Nicht nur die Reden der AfD-Politiker erinnerten an die dunkelsten Zeiten der Deutschen Geschichte. 81 Jahre nach dem deutschen Vernichtungskrieg gegen die Sowjetunion hetzte ein Redner nach dem anderen wutschnaubend gegen Russland. Moskaus Außenpolitik sei „expansionistisch, revisionistisch und, ja, auch gewalttätig“, geiferte Alexander Graf Lambsdorff (FDP). Johann David Wadephul von der CDU beschuldigte den Kreml „geografisch weitausgreifende imperiale Ansprüche... zu formulieren“.

Tatsächlich trifft genau das auf die Außenpolitik der imperialistischen Mächte zu.
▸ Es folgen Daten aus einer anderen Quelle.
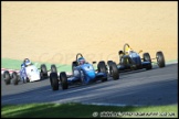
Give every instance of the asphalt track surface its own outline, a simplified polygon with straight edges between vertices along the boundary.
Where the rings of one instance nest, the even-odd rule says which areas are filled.
[[[117,80],[71,86],[53,91],[50,79],[6,85],[1,79],[1,105],[30,102],[82,102],[116,106],[178,104],[178,63],[164,68],[120,73]]]

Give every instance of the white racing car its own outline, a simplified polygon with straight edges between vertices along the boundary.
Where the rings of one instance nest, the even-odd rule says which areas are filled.
[[[39,71],[40,69],[40,71]],[[21,65],[20,72],[13,71],[10,75],[9,71],[3,72],[3,79],[7,85],[18,85],[20,80],[23,83],[35,82],[48,78],[48,71],[45,64],[42,64],[40,68],[33,65],[29,58],[25,58]]]

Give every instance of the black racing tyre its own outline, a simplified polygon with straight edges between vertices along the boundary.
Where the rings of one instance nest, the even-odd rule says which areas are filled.
[[[165,67],[166,66],[166,62],[165,62],[165,56],[162,54],[161,51],[156,53],[156,57],[157,57],[157,64],[159,67]]]
[[[59,79],[56,73],[50,74],[50,83],[53,90],[59,90]]]
[[[107,61],[108,69],[109,69],[112,63],[113,63],[113,61]],[[109,75],[110,75],[110,72],[109,72]]]
[[[110,76],[113,77],[113,79],[119,79],[119,72],[118,72],[118,68],[117,68],[117,65],[115,62],[113,62],[110,64],[110,67],[109,67],[109,74]]]
[[[46,65],[45,64],[42,64],[41,65],[41,79],[44,79],[45,77],[48,77],[48,69],[46,69]]]
[[[106,73],[107,74],[107,68],[106,68],[106,64],[104,61],[101,61],[98,64],[97,64],[97,69],[98,69],[98,73]],[[107,78],[102,78],[102,82],[106,82]]]
[[[76,67],[77,66],[77,62],[72,62],[72,73],[73,73],[73,71],[74,71],[74,67]]]
[[[151,58],[150,58],[149,53],[144,53],[143,60],[144,60],[144,62],[150,62],[150,64],[146,67],[146,69],[151,69],[152,65],[151,65]]]
[[[18,74],[17,74],[17,72],[13,72],[12,73],[12,84],[13,85],[18,85],[18,83],[19,83],[19,80],[18,80]]]
[[[110,66],[112,63],[113,63],[113,61],[107,61],[108,67]]]
[[[144,53],[143,58],[144,58],[144,62],[150,62],[151,63],[151,58],[150,58],[149,53]]]
[[[6,85],[9,85],[11,83],[11,76],[8,71],[3,72],[3,79],[4,79]]]
[[[57,73],[56,66],[54,64],[51,65],[51,73]]]
[[[67,84],[67,76],[66,76],[65,72],[62,72],[60,74],[60,80],[61,80],[61,84],[62,84],[62,89],[67,89],[69,88],[69,84]]]

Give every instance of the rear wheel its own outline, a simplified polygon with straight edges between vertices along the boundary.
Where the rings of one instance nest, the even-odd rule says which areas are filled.
[[[162,54],[161,51],[159,51],[159,52],[156,53],[156,57],[157,57],[157,64],[158,64],[158,66],[159,67],[165,67],[166,66],[166,64],[165,64],[165,56],[164,56],[164,54]]]
[[[13,85],[18,85],[19,80],[18,80],[18,74],[17,72],[12,73],[12,84]]]
[[[109,74],[113,77],[113,79],[119,79],[119,72],[115,62],[113,62],[109,66]]]
[[[9,85],[11,83],[11,77],[8,71],[4,71],[3,79],[4,79],[6,85]]]
[[[152,65],[151,65],[151,58],[150,58],[149,53],[144,53],[143,58],[144,58],[144,62],[150,62],[150,64],[146,67],[146,69],[151,69]]]
[[[57,73],[56,66],[54,64],[51,65],[51,73]]]
[[[77,62],[74,61],[74,62],[72,63],[72,73],[74,72],[74,67],[76,67],[76,66],[77,66]]]
[[[67,89],[69,88],[69,84],[67,84],[67,76],[65,72],[62,72],[60,74],[60,79],[61,79],[61,84],[62,84],[62,89]]]
[[[97,69],[99,73],[105,73],[107,74],[107,68],[106,68],[106,64],[104,61],[101,61],[97,65]],[[107,77],[104,77],[102,78],[102,82],[106,82],[107,80]]]
[[[56,73],[50,74],[50,83],[53,90],[59,90],[59,79]]]
[[[46,69],[46,65],[45,64],[41,65],[41,73],[40,73],[40,75],[41,75],[41,79],[44,79],[44,78],[48,77],[48,69]]]
[[[108,65],[108,68],[110,67],[110,65],[113,64],[113,61],[107,61],[107,65]],[[110,71],[109,71],[109,76],[110,76]]]

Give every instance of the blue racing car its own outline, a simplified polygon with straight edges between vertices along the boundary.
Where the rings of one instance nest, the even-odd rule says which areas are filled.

Der russische Einmarsch in die Ukraine ist reaktionär, aber letztlich eine verzweifelte Antwort des kapitalistischen Putin-Regimes auf die imperialistische Kriegspolitik der Nato-Mächte. Diese führen seit 30 Jahren nahezu ununterbrochen Krieg und haben ganze Länder in Schutt und Asche gelegt – neben Irak, Afghanistan und Libyen auch Länder in Europa selbst.

Der deutsche Imperialismus hat dabei von Anfang an eine zentrale Rolle gespielt. Vor 30 Jahren hatte die Anerkennung der Unabhängigkeit Kroatiens und Sloweniens auf Betreiben Deutschlands und der USA zunächst einen blutigen Bürgerkrieg im ehemaligen Jugoslawien ausgelöst. 1999 folgte der Nato-Bombenkrieg gegen Serbien, der in der gewaltsamen Abspaltung des Kosovo gipfelte. Nun wird auch diese imperialistische Offensive auf dem Balkan fortgesetzt. Am Freitag verlängerte der Bundestag auch den Bundeswehreinsatz im Kosovo und eine Rückkehr in die EU-Mission in Bosnien-Herzegowina.